University of North Texas senior Jacob Sampson won the Václav Havel Library Foundation Award and DAMU Contest for the US Students of Drama and Performance Studies. Photo by Ahna Hubnik.

DENTON (UNT), Texas -- University of North Texas senior Jacob Sampson has won one of the most prestigious playwriting awards for students – the Václav Havel Library Foundation Award and DAMU Contest for the U.S. Students of Drama and Performance Studies.

Sampson will travel to the Czech Republic in November for a two-week residency in which his play The Essay will be read by the theatre faculty of the Academy of Performing Arts (DAMU) in Prague; attend classes at different DAMU departments; and visit Prague theaters.

Sampson was thrilled when he received the email saying he won.

"I'm still in shock," he said. "I had to have people read it to me because I didn't think I was reading it correctly."

For the contest, Sampson wrote a play with a theme inspired by the works of Havel, a well-known playwright, human rights activist and former president of the Czech Republic.

The contest rules required applicants to make use of "PTYDEPE," an artificial language Havel created in his 1965 play The Memorandum. In Havel's play, the lead character works at a company in which employees have to learn to read and converse in the PTYDEPE language to survive.

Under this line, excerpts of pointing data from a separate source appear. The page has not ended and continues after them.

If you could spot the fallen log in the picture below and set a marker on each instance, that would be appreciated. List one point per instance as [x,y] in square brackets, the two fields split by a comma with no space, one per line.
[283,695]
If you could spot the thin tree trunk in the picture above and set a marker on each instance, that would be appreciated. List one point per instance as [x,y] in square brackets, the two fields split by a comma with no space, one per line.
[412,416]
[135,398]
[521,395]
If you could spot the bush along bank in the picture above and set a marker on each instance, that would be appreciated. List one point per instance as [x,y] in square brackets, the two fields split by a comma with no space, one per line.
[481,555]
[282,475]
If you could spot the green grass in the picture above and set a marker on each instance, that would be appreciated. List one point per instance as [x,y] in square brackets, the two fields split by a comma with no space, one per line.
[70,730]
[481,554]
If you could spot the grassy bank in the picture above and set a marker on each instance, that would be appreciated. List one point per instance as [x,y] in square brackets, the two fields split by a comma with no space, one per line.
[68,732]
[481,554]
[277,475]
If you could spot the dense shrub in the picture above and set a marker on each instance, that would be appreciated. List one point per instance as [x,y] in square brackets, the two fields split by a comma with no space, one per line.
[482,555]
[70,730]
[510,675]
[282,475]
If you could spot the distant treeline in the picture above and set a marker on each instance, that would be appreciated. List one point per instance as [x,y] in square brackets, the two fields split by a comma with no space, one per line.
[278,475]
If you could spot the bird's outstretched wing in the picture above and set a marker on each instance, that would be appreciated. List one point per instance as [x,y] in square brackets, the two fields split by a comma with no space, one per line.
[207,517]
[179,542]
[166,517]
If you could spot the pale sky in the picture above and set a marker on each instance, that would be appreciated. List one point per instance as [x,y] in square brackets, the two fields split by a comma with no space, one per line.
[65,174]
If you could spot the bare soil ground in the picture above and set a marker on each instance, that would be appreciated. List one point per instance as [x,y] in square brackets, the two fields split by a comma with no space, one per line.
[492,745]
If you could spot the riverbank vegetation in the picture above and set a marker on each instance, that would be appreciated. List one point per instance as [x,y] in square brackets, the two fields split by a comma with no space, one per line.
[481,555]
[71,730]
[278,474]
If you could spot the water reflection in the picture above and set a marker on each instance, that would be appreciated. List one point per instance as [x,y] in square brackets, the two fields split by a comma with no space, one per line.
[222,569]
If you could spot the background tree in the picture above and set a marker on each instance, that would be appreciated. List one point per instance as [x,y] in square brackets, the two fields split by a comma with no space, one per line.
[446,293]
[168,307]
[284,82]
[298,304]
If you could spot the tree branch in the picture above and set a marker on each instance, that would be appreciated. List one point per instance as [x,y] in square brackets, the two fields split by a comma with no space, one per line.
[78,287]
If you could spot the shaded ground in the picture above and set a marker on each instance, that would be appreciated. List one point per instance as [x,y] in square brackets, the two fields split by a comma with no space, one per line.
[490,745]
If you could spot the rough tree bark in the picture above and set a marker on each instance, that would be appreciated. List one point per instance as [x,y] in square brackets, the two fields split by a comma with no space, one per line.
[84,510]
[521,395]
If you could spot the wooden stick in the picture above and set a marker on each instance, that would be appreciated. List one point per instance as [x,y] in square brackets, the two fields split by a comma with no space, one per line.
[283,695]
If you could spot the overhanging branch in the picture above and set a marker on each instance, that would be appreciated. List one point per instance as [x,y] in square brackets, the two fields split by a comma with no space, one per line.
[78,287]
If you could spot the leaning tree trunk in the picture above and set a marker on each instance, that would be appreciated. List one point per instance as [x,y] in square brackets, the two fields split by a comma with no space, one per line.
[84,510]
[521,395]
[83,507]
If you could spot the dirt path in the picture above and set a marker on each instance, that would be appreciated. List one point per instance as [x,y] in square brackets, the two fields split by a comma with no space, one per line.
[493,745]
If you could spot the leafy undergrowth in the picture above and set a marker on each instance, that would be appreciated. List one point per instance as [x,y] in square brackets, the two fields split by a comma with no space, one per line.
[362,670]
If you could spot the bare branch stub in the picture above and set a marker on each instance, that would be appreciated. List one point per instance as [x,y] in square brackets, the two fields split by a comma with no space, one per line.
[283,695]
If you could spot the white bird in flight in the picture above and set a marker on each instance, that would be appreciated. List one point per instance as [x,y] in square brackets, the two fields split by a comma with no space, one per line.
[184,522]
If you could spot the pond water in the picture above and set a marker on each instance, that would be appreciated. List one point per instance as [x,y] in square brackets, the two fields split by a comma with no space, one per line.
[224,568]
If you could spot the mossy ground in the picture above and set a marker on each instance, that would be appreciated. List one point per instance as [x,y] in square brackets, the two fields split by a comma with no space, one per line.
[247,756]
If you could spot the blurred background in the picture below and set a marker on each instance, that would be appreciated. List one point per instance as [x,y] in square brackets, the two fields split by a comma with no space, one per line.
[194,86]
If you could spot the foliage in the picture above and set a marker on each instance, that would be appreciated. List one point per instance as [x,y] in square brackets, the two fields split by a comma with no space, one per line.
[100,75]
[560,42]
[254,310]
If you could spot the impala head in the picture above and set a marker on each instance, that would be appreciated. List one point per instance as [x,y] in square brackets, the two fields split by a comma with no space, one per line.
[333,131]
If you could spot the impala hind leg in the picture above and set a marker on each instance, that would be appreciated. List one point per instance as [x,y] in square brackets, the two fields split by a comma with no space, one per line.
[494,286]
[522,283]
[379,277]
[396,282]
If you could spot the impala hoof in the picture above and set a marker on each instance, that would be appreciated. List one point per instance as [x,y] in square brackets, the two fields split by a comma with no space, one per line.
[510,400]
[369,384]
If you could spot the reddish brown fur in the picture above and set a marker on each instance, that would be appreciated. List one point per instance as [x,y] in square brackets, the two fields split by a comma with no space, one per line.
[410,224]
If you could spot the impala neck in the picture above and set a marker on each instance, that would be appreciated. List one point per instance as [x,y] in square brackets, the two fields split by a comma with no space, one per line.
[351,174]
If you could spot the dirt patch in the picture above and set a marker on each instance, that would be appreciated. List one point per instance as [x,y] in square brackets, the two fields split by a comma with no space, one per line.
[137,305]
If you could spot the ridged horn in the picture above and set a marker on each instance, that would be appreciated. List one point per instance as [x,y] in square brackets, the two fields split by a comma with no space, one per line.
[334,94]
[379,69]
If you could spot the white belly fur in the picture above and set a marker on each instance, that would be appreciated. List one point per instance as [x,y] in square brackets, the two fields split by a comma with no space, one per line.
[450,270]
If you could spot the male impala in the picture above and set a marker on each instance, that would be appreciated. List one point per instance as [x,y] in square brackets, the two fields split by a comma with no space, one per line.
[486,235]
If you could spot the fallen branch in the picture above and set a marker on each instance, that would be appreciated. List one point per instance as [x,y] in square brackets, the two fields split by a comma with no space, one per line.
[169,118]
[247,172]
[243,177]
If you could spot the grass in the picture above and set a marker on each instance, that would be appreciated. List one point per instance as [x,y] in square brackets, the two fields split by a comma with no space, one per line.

In Sampson's play, the protagonist faces a similar crisis – but the setting and characters are vastly different. Sampson has set his play in an American boarding school, which has recently hired a new headmaster who requires the use of PTYDEPE.

Andy Harris, professor of theatre history, play analysis and playwriting, encouraged Sampson to enter the contest. Sampson didn't have an idea about what he would write until he got a stroke of inspiration.

"After endless nights in the library, I wrote my full-length play," he said. "I couldn't stop writing this one. I went through 130 pages."

Harris said the foundation wanted a play that would extend the political, social and humanistic legacy of Havel's work.

"The Memorandum deals with how language can be used not to communicate, but to disrupt and subjugate humanity," Harris said. "Jake's in-class work led me to believe he had the ability and the breadth of imagination to extend the Havel legacy in an original and compelling way."

Sampson has been interested in theatre since high school, but he didn't feel confident in his playwriting abilities until he started taking Harris' classes and received positive feedback from Harris and his classmates.

Sampson is majoring in media arts with a minor in theatre, and he would like to pursue a career as a TV comedy writer.

Harris said that Sampson should be able to make it as a professional writer because he has discovered how to work creatively and use his talent in an established form that is particularly important in dramatic writing.

"It is a major step in one's life to know you have found your way, to find a calling and a direction," he said. "Although Jake clearly knew what he wanted, now he knows an international panel of experts supports his dream."